Calico saw a group of Alabama students on campus yesterday. She didn’t know why they were visiting, but their crimson University of Alabama shirts were hard to miss in the sea of purple and gold attire worn by the Tennessee Tech crowd.
It brought back memories of a bright red school jacket, the not-so-secret desire of my high school days. The jackets were primarily worn by athletes and cheerleaders, who had earned the school letter awarded for athletic achievement. The letter was out of reach for a budding geek girl, but the jackets could be purchased from the high school supply room for fifty dollars. My oldest brother, a basketball star, had been wearing his for two years.
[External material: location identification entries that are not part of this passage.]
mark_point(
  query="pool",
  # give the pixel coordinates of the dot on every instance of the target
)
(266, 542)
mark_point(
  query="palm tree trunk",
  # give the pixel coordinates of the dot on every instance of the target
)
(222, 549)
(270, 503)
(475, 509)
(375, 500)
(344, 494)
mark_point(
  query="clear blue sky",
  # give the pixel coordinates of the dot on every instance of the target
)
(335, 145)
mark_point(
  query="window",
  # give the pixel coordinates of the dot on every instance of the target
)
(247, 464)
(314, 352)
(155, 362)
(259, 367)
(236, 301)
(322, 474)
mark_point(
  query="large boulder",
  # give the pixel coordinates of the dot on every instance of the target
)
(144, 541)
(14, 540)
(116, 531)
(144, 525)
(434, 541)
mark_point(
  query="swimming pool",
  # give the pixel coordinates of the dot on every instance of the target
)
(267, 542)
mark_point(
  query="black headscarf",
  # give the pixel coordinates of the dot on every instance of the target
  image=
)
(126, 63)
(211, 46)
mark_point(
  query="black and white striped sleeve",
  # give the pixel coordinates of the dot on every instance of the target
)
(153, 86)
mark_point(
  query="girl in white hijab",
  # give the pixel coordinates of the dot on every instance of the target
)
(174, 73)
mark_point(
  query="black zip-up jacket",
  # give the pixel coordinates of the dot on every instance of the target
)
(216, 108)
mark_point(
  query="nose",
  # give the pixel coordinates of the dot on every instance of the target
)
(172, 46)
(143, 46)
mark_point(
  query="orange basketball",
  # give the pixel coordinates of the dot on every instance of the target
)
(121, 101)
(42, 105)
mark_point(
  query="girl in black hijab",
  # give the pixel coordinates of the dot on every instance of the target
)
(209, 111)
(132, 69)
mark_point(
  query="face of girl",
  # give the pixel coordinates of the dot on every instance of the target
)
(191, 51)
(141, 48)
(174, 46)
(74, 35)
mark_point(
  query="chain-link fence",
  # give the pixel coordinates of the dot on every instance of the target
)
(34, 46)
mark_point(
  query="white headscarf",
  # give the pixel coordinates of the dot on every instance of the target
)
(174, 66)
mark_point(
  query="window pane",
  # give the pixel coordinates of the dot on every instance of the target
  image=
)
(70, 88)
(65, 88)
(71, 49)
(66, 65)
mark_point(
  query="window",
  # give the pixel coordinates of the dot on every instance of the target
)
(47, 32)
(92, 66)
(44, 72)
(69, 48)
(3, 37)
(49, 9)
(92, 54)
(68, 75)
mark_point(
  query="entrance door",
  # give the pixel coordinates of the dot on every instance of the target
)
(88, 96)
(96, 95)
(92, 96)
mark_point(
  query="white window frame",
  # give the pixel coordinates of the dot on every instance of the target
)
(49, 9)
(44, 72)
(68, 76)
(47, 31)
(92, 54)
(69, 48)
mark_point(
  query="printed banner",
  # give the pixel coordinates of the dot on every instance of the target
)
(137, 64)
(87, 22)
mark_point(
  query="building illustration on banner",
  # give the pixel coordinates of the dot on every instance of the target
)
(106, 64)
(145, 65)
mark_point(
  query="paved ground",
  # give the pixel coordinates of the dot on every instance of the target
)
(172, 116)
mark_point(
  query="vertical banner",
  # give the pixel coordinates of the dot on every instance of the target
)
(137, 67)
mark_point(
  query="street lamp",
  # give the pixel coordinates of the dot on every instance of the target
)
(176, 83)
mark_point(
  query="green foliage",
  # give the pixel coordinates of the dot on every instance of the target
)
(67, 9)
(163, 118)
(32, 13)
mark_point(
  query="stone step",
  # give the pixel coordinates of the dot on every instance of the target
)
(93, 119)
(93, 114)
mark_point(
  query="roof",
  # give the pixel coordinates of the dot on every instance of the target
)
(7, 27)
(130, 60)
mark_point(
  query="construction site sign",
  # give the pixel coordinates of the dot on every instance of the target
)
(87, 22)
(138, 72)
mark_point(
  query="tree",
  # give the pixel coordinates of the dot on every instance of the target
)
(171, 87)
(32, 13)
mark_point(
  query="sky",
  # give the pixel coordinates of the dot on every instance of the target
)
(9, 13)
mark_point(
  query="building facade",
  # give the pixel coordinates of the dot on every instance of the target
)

My other brother had been pestering my parents for one.
“You can have one, when you earn your letter”, my parents had replied in unison.
My heart sunk, but I continued to pursue my goal, squirreling away my babysitting earnings. I didn’t need to be mathematically gifted, however, to figure out that I would graduate before accumulating enough to buy one.
In my junior year, the school announced a change in policy. Letters would be awarded for significant academic achievement. When I took second place in the state’s math competition, I crossed my fingers and hoped. At the next assembly, my name was called and I became the first student in our school to win a letter for academic achievement.
The story should have had a happy ending, but my mother dashed my hopes. She told me that the jacket was made for guys and unfitting for a young woman. No amount of argument would change her mind. I placed the letter in my treasure box, where it still remains today.
A red jacket wouldn’t make me an athlete or a member of the popular crowd. Still, I longed for the pride of representing my school and displaying the letter signifying my achievement. I understand the enthusiasm of students wearing crimson Alabama apparel or sporting symbols of “purple pride”. Most of us enjoy that sense of belonging. I eventually acquired a few pieces of college attire, but the longing for that jacket remained. I was in my forties, when I took the letter from my treasure box and gently affixed it to an old red blazer. At first, I just wore it in the house, then for a couple of evening walks. Finally I got brave and wore it on a trip to the grocery store. Nobody pointed or stared, but I began to feel a bit silly. I was hundreds of miles from my high school and years removed from that object of my desire. When I returned home, I removed the letter from my blazer and returned it to my treasure box.
Here, the whole community shares in college pride. Purple Pride markers adorn front lawns and cars wear TTU bumper stickers. Last week, Calico purchased sweat jackets for each of us and affixed school letters to them. I can’t wait for an opportunity to wear mine.